Re: OT: Unicode 5.0
From: | Andreas Johansson <andjo@...> |
Date: | Tuesday, January 10, 2006, 0:13 |
Quoting Jonathyn Bet'nct <jonrelay@...>:
> On 1/9/06, John Vertical <johnvertical@...> wrote:
> > ...At risk of threadjack accusations, I'll use the opening to also fire a
> > question that's been bothering me for a while - Why does Unicode include
> > several characters multiple times? There are 6561 different ways to write
> > "THAI POEM". If capital alpha is different from capital ay just because
> it's
> > used in a different alphabet to write a different language, isn't (eg)
> > Icelandic "A" also a different character then? Are they really purposely
> > randomly tagging unnecessary etymological/usage information to symbols, or
> > is it that they just fudged it up initially (for whatever political
> reasons)
> > and can't fix it at this stage any more?
>
> This is because Icelandic uses the same /script/ as English. Greek
> uses a different /script/, therefore capital alpha gets its own
> encoding, while Icelandic ay is encoded as the same as English ay.

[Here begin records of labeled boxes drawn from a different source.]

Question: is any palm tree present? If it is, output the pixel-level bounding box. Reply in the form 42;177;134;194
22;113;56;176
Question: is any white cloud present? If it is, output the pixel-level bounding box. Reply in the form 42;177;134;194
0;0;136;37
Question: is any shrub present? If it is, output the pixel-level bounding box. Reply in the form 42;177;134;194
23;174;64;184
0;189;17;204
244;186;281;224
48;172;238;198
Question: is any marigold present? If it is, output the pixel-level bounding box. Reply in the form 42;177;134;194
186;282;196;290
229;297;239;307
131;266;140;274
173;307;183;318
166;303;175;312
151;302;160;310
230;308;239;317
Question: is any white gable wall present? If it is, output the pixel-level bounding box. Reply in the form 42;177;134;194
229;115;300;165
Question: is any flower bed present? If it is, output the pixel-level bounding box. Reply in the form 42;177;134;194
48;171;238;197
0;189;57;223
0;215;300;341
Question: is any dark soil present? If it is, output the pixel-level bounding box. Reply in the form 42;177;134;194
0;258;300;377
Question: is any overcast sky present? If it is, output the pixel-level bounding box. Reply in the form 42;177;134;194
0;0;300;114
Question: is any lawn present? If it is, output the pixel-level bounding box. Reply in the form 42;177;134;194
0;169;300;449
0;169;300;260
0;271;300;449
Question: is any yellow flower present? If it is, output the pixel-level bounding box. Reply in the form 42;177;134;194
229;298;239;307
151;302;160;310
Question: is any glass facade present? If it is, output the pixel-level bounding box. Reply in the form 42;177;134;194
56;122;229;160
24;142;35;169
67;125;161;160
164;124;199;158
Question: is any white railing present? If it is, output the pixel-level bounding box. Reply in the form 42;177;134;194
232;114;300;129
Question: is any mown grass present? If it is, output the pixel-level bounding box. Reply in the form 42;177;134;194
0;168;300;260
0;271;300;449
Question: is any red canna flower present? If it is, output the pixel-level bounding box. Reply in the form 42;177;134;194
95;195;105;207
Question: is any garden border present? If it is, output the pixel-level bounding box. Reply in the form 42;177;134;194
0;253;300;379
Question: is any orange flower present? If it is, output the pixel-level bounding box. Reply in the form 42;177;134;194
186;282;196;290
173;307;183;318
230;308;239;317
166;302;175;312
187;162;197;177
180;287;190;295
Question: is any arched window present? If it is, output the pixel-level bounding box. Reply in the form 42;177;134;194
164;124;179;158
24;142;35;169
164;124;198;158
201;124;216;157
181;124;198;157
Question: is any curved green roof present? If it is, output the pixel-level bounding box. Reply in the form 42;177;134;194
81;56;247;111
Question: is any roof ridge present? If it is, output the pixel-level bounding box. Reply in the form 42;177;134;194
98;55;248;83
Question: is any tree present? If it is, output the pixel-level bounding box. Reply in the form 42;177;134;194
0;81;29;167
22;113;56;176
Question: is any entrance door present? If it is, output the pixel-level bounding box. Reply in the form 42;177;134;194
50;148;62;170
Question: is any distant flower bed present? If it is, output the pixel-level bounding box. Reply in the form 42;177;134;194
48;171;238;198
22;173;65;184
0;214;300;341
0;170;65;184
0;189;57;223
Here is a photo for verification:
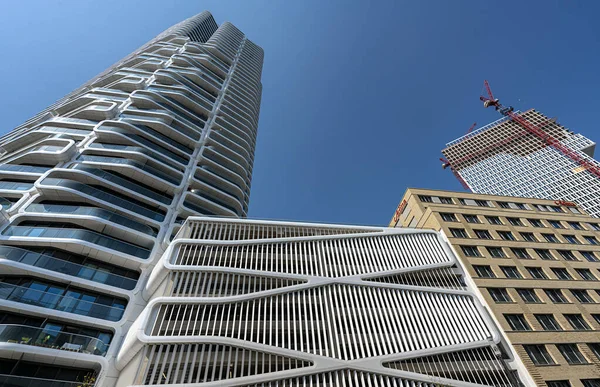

> Unicode stresses the distinctions between script, language (many of
> which may use the same script), and glyph variants (which are left to
> the realm of fonts, not text encodings).
Icelandic is sometimes considered a separate script from Latin, presumably since
it includes the Runic-derived thorn. Now, I think the Unicoders took the right
decision not to treat it as separate, but the distinction between variants of
the same script and different scripts is not necessarily unambiguous.
Andreas